En la región antártica, los investigadores constataron que estas estructuras son más extensas, numerosas y profundas de lo que se pensaba, gracias a la acción persistente de glaciares continentales, que trasladan ingentes volúmenes de material sedimentario hacia la plataforma submarina.
Según Amblàs, profesor en el Departamento de Dinámica de la Tierra y del Océano de la Universidad de Barcelona, la formación de estos cañones responde principalmente a corrientes de turbidez, es decir, flujos densos de agua saturada en sedimentos que descienden con fuerza por pendientes abruptas.
La Antártida, con su particular combinación de relieves escarpados y depósitos glaciares, favorece la aparición de estructuras masivas, incluso más imponentes que aquellas encontradas en otras regiones del planeta.
Diferencias regionales en el relieve submarino antártico
El estudio se fundamenta en la segunda versión de la Carta Batimétrica Internacional del Océano Austral (IBCSO), el mapa más preciso hasta la fecha del fondo marino antártico.
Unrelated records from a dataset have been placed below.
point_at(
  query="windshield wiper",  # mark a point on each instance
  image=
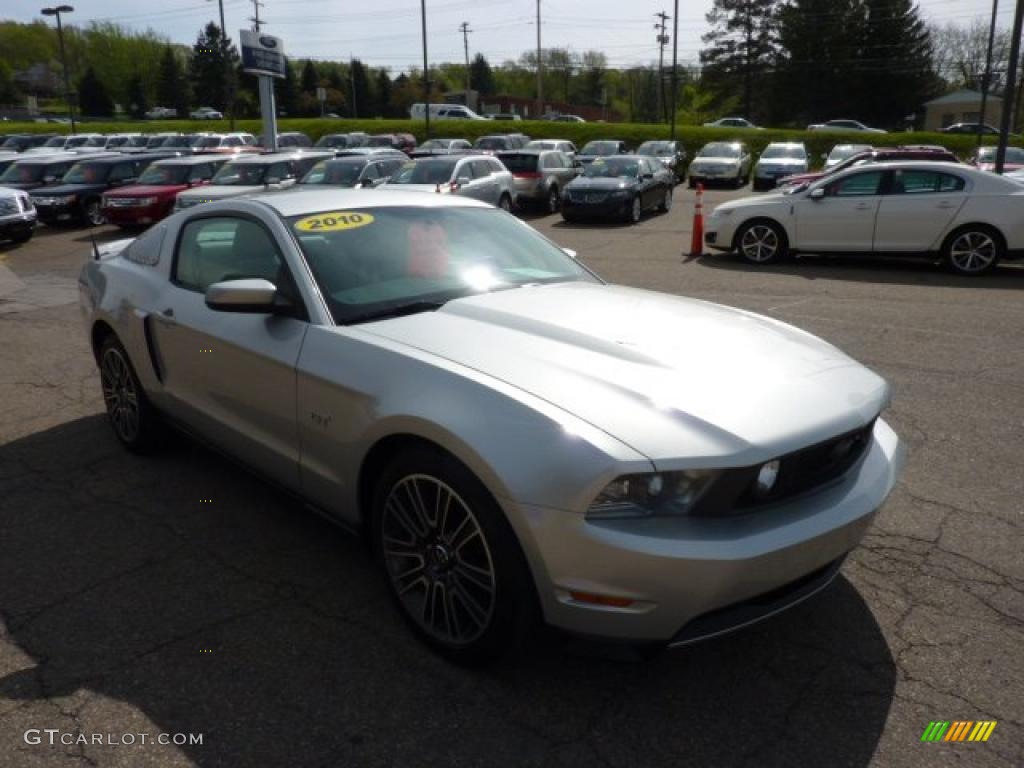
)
(398, 310)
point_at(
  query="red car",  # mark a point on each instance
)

A partir de una metodología semiautomatizada desarrollada por el equipo, se analizaron 15 parámetros morfométricos que permitieron identificar distintas tipologías entre los cañones ubicados en el sector oriental y occidental del continente.
Según explica Arosio, esta es la primera vez que se documentan diferencias regionales significativas: los cañones del lado oriental exhiben formas ramificadas en U, asociadas a largas historias de actividad glacial y sedimentación prolongada, mientras que los del sector occidental son más empinados, cortos y en forma de V, lo que sugiere una dinámica geológica distinta y posiblemente más reciente.
Para Amblàs, estas variaciones reflejan una formación más temprana y persistente del casquete de hielo oriental, hipótesis que hasta ahora solo se sustentaba en registros sedimentarios, pero que encuentra nueva evidencia a través del reconocimiento geográfico submarino a gran escala.
El rol de los cañones submarinos en el intercambio térmico y la circulación global
Los cañones submarinos antárticos juegan un papel clave en la regulación climática planetaria, al facilitar el intercambio de masas de agua entre la plataforma continental y las profundidades del océano.
Por un lado, canalizan la agua antártica de fondo (AABW)—fría y densa—hacia las capas profundas, alimentando la circulación termohalina, que redistribuye el calor en todo el planeta.
Por otro, permiten que corrientes más cálidas, como la agua profunda circumpolar (CDW), se deslicen bajo las plataformas de hielo, acelerando su derretimiento y contribuyendo a la elevación del nivel del mar.
Sin embargo, los modelos climáticos actuales—incluso aquellos utilizados por el IPCC—no integran de manera adecuada estos procesos.
“Las dinámicas que generan estos cañones, como la mezcla vertical de aguas o la canalización localizada de corrientes, escapan a la resolución de los modelos globales existentes”, advierte Arosio. Esta carencia implica una limitación crítica para predecir con precisión el comportamiento del océano Austral frente al calentamiento global.
Más exploración y mejores modelos: desafíos pendientes
Frente a este escenario, los científicos insisten en la necesidad de expandir las batimetrías detalladas en áreas aún no exploradas, donde podrían existir formaciones desconocidas con efectos significativos sobre el sistema oceánico y climático.
Además, proponen una mayor integración de datos observacionales, tanto in situ como satelitales, y el perfeccionamiento de los modelos numéricos que permitan incorporar las variables físicas locales que operan en estos valles submarinos.
“Sin una representación fidedigna de estos mecanismos, las proyecciones sobre el futuro del clima y el nivel del mar seguirán siendo inciertas”, concluyen Amblàs y Arosio. Su trabajo no solo redefine el mapa del océano Austral, sino que también deja abierta una interrogante crucial: ¿cuántos secretos más albergan las profundidades antárticas, y cómo podrían transformar nuestra comprensión del planeta?.